The International Journal of Restorative Justice

Article

Performing restorative justice: facilitator experience of delivery of the Sycamore Tree Programme in a forensic mental health unit

Keywords restorative justice, sycamore tree programme, ethnography, forensic mental health, self-presentation
Authors Joel Harvey en Gerard Drennan
DOI
Author's information

Joel Harvey
Joel Harvey is Lecturer in Forensic Psychology at the Department of Law and Criminology, Royal Holloway University of London, UK and Registered Clinical and Forensic Psychologist.

Gerard Drennan
Gerard Drennan is Lead Psychologist – Forensic and Offender Health Pathway, South London, UK and Maudsley NHS Foundation Trust. Contact author: joel.harvey@rhul.ac.uk
  • Abstract

      Restorative justice has increasingly been used across the criminal justice system. However, there is limited evidence of its use with service users within forensic mental health settings. This study conducted a focused ethnography in a medium secure unit in the UK to explore the implementation of the Sycamore Tree Programme, a specific restorative justice programme that the Prison Fellowship (PF) facilitates in prisons.

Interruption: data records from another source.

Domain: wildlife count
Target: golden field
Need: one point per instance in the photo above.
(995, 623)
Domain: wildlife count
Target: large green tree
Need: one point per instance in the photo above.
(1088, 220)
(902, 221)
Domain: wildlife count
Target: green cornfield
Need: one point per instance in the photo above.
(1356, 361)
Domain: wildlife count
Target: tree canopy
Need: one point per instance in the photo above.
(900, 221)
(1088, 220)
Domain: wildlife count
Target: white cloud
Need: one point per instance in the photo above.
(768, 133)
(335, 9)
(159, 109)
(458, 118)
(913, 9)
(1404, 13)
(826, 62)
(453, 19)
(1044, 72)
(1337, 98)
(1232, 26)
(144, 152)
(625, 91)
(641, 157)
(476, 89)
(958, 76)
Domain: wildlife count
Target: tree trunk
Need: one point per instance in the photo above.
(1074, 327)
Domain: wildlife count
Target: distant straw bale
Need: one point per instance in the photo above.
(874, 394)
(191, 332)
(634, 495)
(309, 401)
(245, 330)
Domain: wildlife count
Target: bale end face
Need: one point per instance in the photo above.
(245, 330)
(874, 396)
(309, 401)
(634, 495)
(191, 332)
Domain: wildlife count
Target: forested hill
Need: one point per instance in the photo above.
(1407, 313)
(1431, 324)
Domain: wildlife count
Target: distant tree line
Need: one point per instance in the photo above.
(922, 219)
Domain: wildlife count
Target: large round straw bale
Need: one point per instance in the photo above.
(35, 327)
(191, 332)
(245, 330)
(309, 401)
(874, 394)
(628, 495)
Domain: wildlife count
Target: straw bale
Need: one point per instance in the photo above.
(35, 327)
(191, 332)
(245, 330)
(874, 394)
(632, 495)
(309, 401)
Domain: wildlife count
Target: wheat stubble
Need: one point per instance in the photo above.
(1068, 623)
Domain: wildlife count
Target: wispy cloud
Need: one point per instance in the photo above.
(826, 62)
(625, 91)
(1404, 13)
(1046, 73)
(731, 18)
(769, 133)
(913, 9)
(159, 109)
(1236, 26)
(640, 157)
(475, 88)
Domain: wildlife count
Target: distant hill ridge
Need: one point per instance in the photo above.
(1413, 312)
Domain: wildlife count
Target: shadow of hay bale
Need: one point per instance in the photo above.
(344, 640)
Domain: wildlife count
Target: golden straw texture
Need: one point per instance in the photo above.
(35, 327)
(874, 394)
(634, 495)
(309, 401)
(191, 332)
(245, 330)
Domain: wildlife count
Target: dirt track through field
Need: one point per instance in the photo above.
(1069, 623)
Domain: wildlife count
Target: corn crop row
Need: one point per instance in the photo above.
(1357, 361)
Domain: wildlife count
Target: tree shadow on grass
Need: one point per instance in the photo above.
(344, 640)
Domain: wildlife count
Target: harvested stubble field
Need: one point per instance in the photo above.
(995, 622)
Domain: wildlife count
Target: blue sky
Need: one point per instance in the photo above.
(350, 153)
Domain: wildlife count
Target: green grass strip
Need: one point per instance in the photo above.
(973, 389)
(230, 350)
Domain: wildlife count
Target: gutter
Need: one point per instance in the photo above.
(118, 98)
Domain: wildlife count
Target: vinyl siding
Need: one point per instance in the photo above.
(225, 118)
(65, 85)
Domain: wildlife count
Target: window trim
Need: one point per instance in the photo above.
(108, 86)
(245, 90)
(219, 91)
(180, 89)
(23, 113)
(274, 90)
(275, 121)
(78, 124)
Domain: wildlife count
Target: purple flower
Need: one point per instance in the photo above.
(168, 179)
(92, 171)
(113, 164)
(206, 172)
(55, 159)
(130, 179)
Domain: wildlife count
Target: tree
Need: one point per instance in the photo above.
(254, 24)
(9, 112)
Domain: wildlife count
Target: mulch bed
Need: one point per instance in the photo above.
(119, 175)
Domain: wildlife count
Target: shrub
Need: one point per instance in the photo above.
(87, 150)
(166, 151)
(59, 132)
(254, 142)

This article examines the experience of PF volunteers and National Health Service (NHS) staff who came together to run the programme with the first cohort of eight service users (‘learners’). Focus groups were carried out before and after training with eight facilitators, and six interviews with facilitators were completed after the programme ended. Furthermore, detailed observations were carried over the six-week programme. It was found that the encounter was highly experiential for staff and that the group process generated significant emotion for both the learners and facilitators. A pre-requisite for containing the group’s and the facilitators’ emotions was staff taking a relational and collaborative approach to their work. The findings of this study are discussed within the theoretical framework of ‘the presentation of self in everyday life’ (Goffman, 1959), looking through the lens of the performative self in social relations.